As we are travelling, we are frequently asked which is better: Germany or Australia. We are diplomatically answering that they are too different to compare easily, which naturally leads us to a discussion about what is different.

After we cover the basics about weather, economy and culture, we quickly move on to the animals. Both of us are finding way too much enjoyment in explaining to friends and family that the wildlife of Australia wants everyone dead.

They have heard of kangaroos, emus, and koalas. After establishing that these animals are what they expect them to be, they begin to think of the crocodiles and sharks. We then launch into explanations about the snakes and spiders, usually to a lot of repulsion and horror from those around us.

The best part of these stories for me and my boyfriend is that we are being honest. This isn’t like a trip to some other countries where the pleasure comes from seeing what we can get other people to believe about Australia. The raw truth is more astonishing and creepy here than anything we could come up with.
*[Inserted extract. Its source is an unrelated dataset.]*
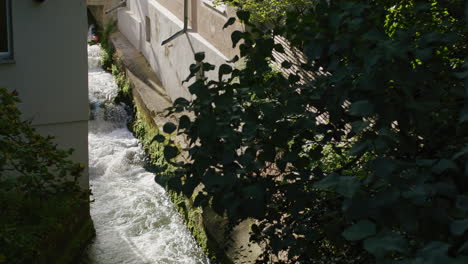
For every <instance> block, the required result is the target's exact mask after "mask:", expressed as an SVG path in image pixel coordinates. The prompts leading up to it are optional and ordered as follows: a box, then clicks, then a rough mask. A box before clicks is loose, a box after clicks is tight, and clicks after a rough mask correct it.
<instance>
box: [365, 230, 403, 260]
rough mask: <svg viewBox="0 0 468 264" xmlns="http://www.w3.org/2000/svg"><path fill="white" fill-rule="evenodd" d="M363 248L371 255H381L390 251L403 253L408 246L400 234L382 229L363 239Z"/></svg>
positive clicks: (383, 254) (380, 255)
When we finish telling them about the various animals that can easily kill you in Australia, we are nervously asked if we have ever come into contact with them. Both of us have a very easy, laid back “sure” that horrifies them even further. Several have sworn that they could never go to a country so dangerous, and are amazed that we are so relaxed about living there. They ask my boyfriend when he will come home, and how I will come with him when that time arrives.

It is in moments like these that I realise how relaxed Australia is about some things, and how totally out of touch we are as a culture about others. Snakes the length of a house being curled around the central beam of your roof? Hilarious. Spiders that can hospitalise you hiding in the bed? A minor irritation. Driving at 94km per hour in a 90km zone on a public holiday when no one else is on the road with you? Say goodbye to your licence for your dangerous and crazy driving ways.

There are plenty of things about home that irritate me, but there are also things about Germany that drive me mad. By the end of my trip here, I expect that I will have a much better idea about German culture and lifestyle. I’m looking forward to the day when I can give a better answer to the preference question than “it’s very green in Germany”. If I stay here much longer, I might have to switch to “how do you race your boats with so much water in the rivers?”